Durchsichtige Taktik

Auf spektakuläre Kündigungen folgt prompt eine Gehaltserhöhung.Doch bei der „Lausitzer Rundschau“ hat sich niemand wieder richtig lieb

„Wir sehen auch,mit welcher Zermürbungstaktik der Verlag operiert“

von STEFFEN GRIMBERG

Befriedung in Cottbus: Bei der durch die spektakulären Hinauswürfe der letzten Zeit (taz vom 12. 10.) gebeutelten Lausitzer Rundschau folgte auf die Peitsche jetzt das Zuckerbrot. Der umkämpfte Haustarifvertrag für die rund 320 MitarbeiterInnen des Blattes fällt deutlich besser aus als erwartet.

Zwar bleiben die Gehaltszuwächse etwas hinter dem in der vergangenen Woche abgeschlossen Manteltarifvertrag zurück, im Vergleich zu den „entsetzlich düsteren Aussichten“ am Beginn der Verhandlungen „haben aber alle hier aufgeatmet“, sagt die LR-Betriebsratsvorsitzende Erika Pchalek.
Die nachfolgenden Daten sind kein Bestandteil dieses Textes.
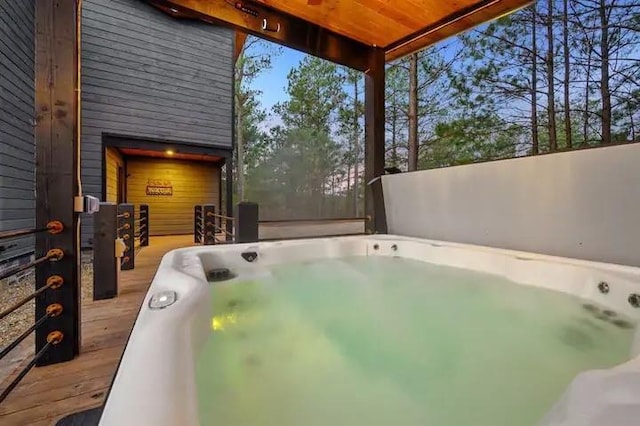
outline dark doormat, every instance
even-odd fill
[[[102,407],[79,411],[58,420],[56,426],[98,426]]]

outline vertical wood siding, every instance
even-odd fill
[[[231,149],[233,32],[140,0],[84,0],[82,187],[102,195],[102,136]],[[84,218],[83,245],[92,235]]]
[[[124,167],[122,156],[115,148],[107,148],[105,150],[106,164],[106,201],[110,203],[118,202],[118,167]]]
[[[147,195],[150,179],[169,181],[173,194]],[[127,202],[149,205],[150,235],[193,233],[193,206],[216,204],[219,208],[219,181],[220,168],[213,163],[127,159]]]
[[[0,230],[35,223],[34,1],[0,0]],[[16,247],[2,260],[33,251],[33,238],[1,241]]]

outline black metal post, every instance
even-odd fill
[[[365,74],[365,183],[372,182],[384,174],[384,50],[373,48],[369,54],[369,70]],[[367,231],[386,233],[382,191],[375,185],[367,185],[364,191],[365,212],[372,220],[367,222]]]
[[[258,204],[242,201],[235,213],[236,243],[258,241]]]
[[[202,206],[193,206],[193,242],[202,242]]]
[[[140,246],[146,247],[149,245],[149,205],[140,204]]]
[[[120,269],[123,271],[135,267],[134,213],[133,204],[118,204],[118,236],[122,238],[126,246],[122,262],[120,263]]]
[[[202,206],[203,244],[205,246],[216,243],[216,206],[205,204]]]
[[[235,129],[235,125],[232,126],[232,129]],[[234,131],[235,135],[235,131]],[[235,139],[234,139],[235,141]],[[235,143],[235,142],[234,142]],[[226,187],[227,187],[227,195],[226,195],[226,216],[233,216],[233,163],[231,157],[226,159]],[[227,219],[225,221],[226,228],[226,241],[233,241],[233,222]]]
[[[36,330],[36,365],[73,359],[80,352],[78,42],[80,11],[76,0],[37,0],[35,6],[36,228],[52,220],[64,229],[36,236],[36,255],[59,249],[63,257],[36,267],[36,290],[62,280],[36,298],[35,319],[53,304],[62,313]],[[54,336],[55,339],[54,339]],[[60,340],[61,339],[61,340]],[[47,341],[49,340],[49,342]],[[51,341],[56,341],[55,345]],[[49,350],[44,351],[44,348]]]
[[[93,300],[118,295],[120,258],[116,257],[118,206],[100,203],[93,218]]]

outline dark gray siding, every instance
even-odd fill
[[[0,12],[0,230],[11,230],[35,223],[34,0],[0,0]],[[0,241],[17,244],[0,262],[33,243]]]
[[[85,0],[82,187],[102,196],[102,135],[231,147],[231,30],[141,0]],[[83,243],[90,237],[84,219]]]

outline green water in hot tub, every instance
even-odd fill
[[[566,294],[391,257],[212,283],[201,424],[535,425],[632,330]],[[621,326],[622,325],[622,326]]]

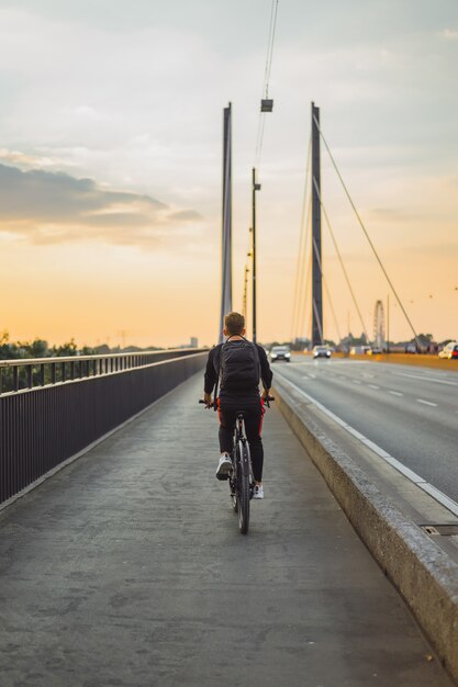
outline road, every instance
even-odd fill
[[[273,372],[458,503],[457,373],[342,359]]]

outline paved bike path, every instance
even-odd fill
[[[238,533],[201,386],[0,515],[1,687],[451,685],[276,408]]]

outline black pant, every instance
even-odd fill
[[[220,397],[220,450],[222,453],[223,451],[232,452],[234,428],[238,412],[244,414],[246,438],[248,439],[252,455],[253,475],[256,482],[260,482],[262,480],[264,463],[264,448],[260,438],[264,407],[259,396]]]

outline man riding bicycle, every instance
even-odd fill
[[[243,412],[248,439],[255,487],[253,498],[264,498],[262,463],[264,448],[260,437],[264,401],[270,395],[272,371],[261,346],[247,341],[245,318],[239,313],[224,317],[224,344],[212,348],[206,361],[203,399],[210,406],[213,390],[220,382],[220,396],[215,398],[220,418],[221,458],[216,470],[217,480],[227,480],[232,469],[230,453],[233,448],[237,413]],[[259,394],[259,379],[264,393]],[[215,393],[216,390],[215,390]]]

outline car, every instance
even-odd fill
[[[351,346],[350,356],[367,356],[370,350],[370,346]]]
[[[446,360],[458,360],[458,341],[450,341],[438,353],[439,358]]]
[[[331,349],[327,346],[314,346],[312,353],[313,358],[331,358]]]
[[[269,356],[271,362],[277,362],[278,360],[291,362],[291,351],[288,346],[273,346]]]

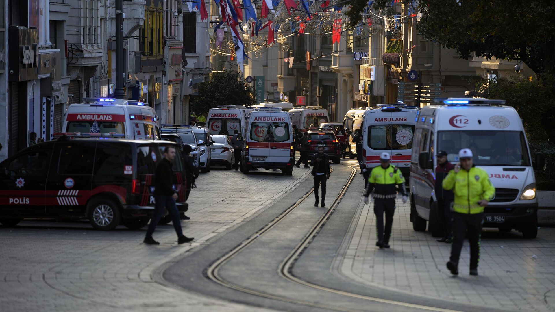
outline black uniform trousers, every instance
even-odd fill
[[[476,214],[453,213],[453,245],[451,246],[450,259],[451,262],[458,265],[461,249],[465,241],[465,234],[468,230],[468,243],[470,243],[470,268],[478,268],[478,263],[480,260],[480,238],[483,220],[483,213]]]
[[[376,214],[376,232],[378,240],[389,243],[395,212],[395,199],[374,199],[374,214]],[[385,228],[384,228],[384,213],[385,213]]]
[[[235,157],[235,168],[239,168],[239,163],[241,162],[241,152],[242,151],[242,148],[235,148],[233,149],[233,154]]]
[[[307,150],[301,150],[299,151],[301,153],[301,157],[299,158],[299,160],[297,160],[297,165],[300,165],[301,163],[305,164],[305,167],[308,167],[309,165],[309,151]]]
[[[451,211],[452,199],[438,199],[437,210],[443,220],[443,239],[450,239],[452,236],[453,215]]]
[[[322,185],[322,202],[326,198],[326,181],[327,178],[325,174],[322,175],[314,176],[314,197],[316,197],[316,201],[318,200],[318,187]]]

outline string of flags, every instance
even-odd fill
[[[194,11],[199,13],[202,21],[208,18],[205,0],[181,1],[184,4],[186,3],[189,12]],[[345,25],[349,22],[348,18],[342,14],[344,6],[341,0],[259,0],[255,1],[259,4],[258,8],[253,5],[251,0],[214,1],[219,13],[219,21],[214,26],[216,47],[221,48],[225,40],[225,31],[222,29],[225,24],[230,31],[237,64],[241,72],[244,71],[243,62],[245,58],[249,58],[245,52],[241,34],[249,37],[258,37],[259,32],[267,28],[268,38],[265,39],[265,43],[269,46],[275,42],[275,33],[278,31],[282,33],[290,31],[291,33],[316,33],[314,34],[321,35],[329,32],[331,33],[332,43],[335,43],[340,42],[341,34],[346,30]],[[375,12],[372,8],[374,3],[372,0],[368,1],[364,10],[362,21],[353,28],[357,36],[364,35],[363,28],[371,27],[376,22],[375,18],[389,20],[392,22],[393,30],[395,30],[400,26],[402,19],[416,17],[417,21],[421,16],[421,14],[416,12],[417,0],[409,2],[407,15],[394,14],[392,18]],[[399,3],[400,0],[392,0],[390,6]],[[260,10],[259,16],[257,14],[257,9]],[[250,33],[245,34],[245,29],[250,29]],[[279,43],[284,45],[282,42]],[[292,59],[292,57],[287,58],[284,61],[289,63],[290,67]]]

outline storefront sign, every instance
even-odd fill
[[[8,60],[11,82],[37,79],[38,75],[38,29],[11,27]]]
[[[371,65],[360,66],[360,80],[374,81],[376,80],[376,67]]]
[[[356,102],[368,102],[368,95],[362,93],[355,93],[353,99]]]

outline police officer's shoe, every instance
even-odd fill
[[[457,265],[455,264],[455,263],[453,263],[450,261],[448,262],[447,269],[448,269],[449,270],[451,271],[451,274],[453,274],[453,275],[458,275],[458,268],[457,268]]]
[[[187,237],[183,235],[177,239],[178,244],[183,244],[184,243],[189,243],[189,241],[193,240],[194,238],[192,237]]]
[[[160,245],[160,243],[154,240],[154,239],[152,238],[152,236],[144,238],[144,240],[143,241],[143,243],[144,243],[147,245]]]

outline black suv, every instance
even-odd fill
[[[111,230],[139,229],[154,209],[154,174],[168,141],[62,136],[0,163],[0,223],[25,218],[88,219]],[[178,208],[186,211],[180,149],[174,162]]]
[[[309,159],[316,153],[318,147],[322,146],[324,153],[336,164],[341,161],[341,149],[335,132],[329,128],[309,128],[308,130]]]

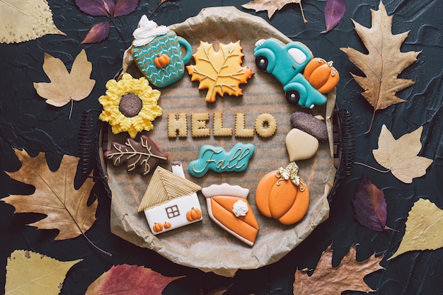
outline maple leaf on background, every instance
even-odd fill
[[[142,266],[113,266],[89,285],[85,295],[161,295],[170,282],[182,277],[166,277]]]
[[[384,269],[380,266],[383,256],[370,257],[365,261],[355,260],[355,245],[342,259],[340,265],[332,267],[333,250],[329,246],[323,253],[311,277],[309,270],[297,270],[294,282],[294,294],[340,295],[343,291],[373,291],[363,278],[368,274]]]
[[[47,34],[66,36],[54,24],[46,0],[1,0],[0,19],[0,43],[19,43]]]
[[[39,229],[58,229],[55,240],[84,235],[96,221],[98,201],[88,206],[94,185],[92,178],[86,179],[79,190],[74,188],[79,158],[64,155],[60,167],[52,172],[43,153],[33,158],[25,151],[14,151],[22,166],[18,171],[6,173],[16,180],[34,185],[35,191],[33,195],[11,195],[1,200],[13,205],[14,213],[45,214],[46,217],[28,225]]]
[[[328,33],[341,21],[346,12],[345,0],[326,0],[325,6],[325,23],[326,30],[321,33]]]
[[[113,142],[112,148],[105,152],[107,158],[115,166],[127,162],[127,170],[140,166],[143,175],[146,175],[161,161],[169,161],[169,155],[163,152],[157,144],[146,135],[140,136],[139,142],[127,138],[125,144]]]
[[[81,42],[84,43],[98,43],[109,36],[110,23],[113,23],[119,35],[123,39],[118,27],[114,23],[114,18],[127,16],[135,11],[139,0],[75,0],[79,8],[91,16],[106,16],[108,21],[94,25]],[[125,42],[125,40],[123,39]]]
[[[86,98],[96,85],[96,81],[90,79],[92,64],[88,61],[85,50],[81,50],[74,60],[71,72],[61,59],[45,53],[43,71],[51,81],[34,82],[34,88],[51,105],[62,107],[71,102],[70,119],[74,101]]]
[[[360,181],[352,199],[354,216],[363,226],[376,231],[390,229],[386,226],[386,201],[384,193],[379,190],[366,175]]]
[[[405,235],[398,248],[388,260],[408,251],[443,247],[443,210],[429,199],[419,199],[408,214]]]
[[[239,85],[248,82],[254,73],[248,66],[241,66],[244,54],[240,41],[219,44],[216,52],[212,43],[200,41],[192,54],[195,65],[187,66],[191,81],[198,81],[199,89],[208,89],[205,100],[214,103],[217,94],[238,96],[243,94]]]
[[[389,169],[400,181],[412,183],[413,178],[426,174],[432,160],[418,156],[422,149],[423,127],[396,139],[386,125],[381,127],[379,147],[372,150],[377,163]]]
[[[340,48],[349,59],[363,71],[366,76],[352,74],[354,79],[364,90],[362,94],[374,108],[368,133],[371,130],[375,112],[390,105],[405,101],[396,96],[415,82],[397,78],[405,69],[417,60],[420,52],[402,52],[400,47],[409,31],[392,34],[392,17],[380,1],[379,10],[371,10],[372,23],[366,28],[352,20],[355,31],[363,42],[369,54],[353,48]]]
[[[62,262],[33,251],[16,250],[6,263],[5,295],[58,294],[66,274],[81,260]]]
[[[304,18],[301,0],[253,0],[246,4],[243,4],[242,6],[247,9],[253,9],[255,11],[267,11],[267,18],[270,19],[275,11],[282,9],[286,4],[290,3],[297,3],[300,6],[303,21],[304,23],[306,23],[308,21]]]

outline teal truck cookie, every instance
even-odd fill
[[[272,74],[283,85],[288,103],[309,108],[326,103],[326,97],[303,76],[313,55],[302,43],[284,45],[274,38],[261,39],[255,43],[254,56],[257,67]]]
Deutliche Einkommensverzichte hatte der Verlag zu Beginn der Verhandlungen vor über einem Jahr noch von der Belegschaft gefordert – sonst, so hieß es damals, sei ein Stellenabbau unvermeidlich. Diese Einschüchterungsversuche gingen nach hinten los: Anstelle von Stellenabbau und Lohnverzicht musste der zum Holtzbrinck-Konzern gehörende Verlag jetzt neben 1- bis 1,5-prozentigen Gehaltserhöhungen auch noch den Verzicht auf betriebsbedingte Kündigungen bis 2003 unterschreiben. Selbst bei etwaigen Ausgliederungen bestimmter Betriebsteile fallen die Betroffenen unter diese Schutzklausel – mit Blick auf den ostdeutschen Zeitungsmarkt, wo schon mal versucht wird, ganze Lokalredaktionen zu vom Mutterhaus unabhängigen Unternehmen zu erklären, nicht ganz unwichtig.

Der Betriebsrat ist mit dem Ergebnis zufrieden. „Die gesamte wirtschaftliche Situation in der Niederlausitz“, so Pchalek, mache eben auch vor dem eigenen Hause nicht Halt.

Beim Verlag wird wohl eher die Faust in der Tasche geballt: Denn eigentlich wollte die Geschäftsführung hart durchgreifen und opferte dieser Verhandlungsstrategie die eigene Chefreporterin: Weil Sandra Daßler in der Haustarifkommission engagiert gegen die Verlagsseite Front machte, wurde sie gekündigt. Ihr Mann, zu diesem Zeitpunkt immerhin stellvertretender Chefredakteur der Lausitzer Rundschau, durfte gleich mit.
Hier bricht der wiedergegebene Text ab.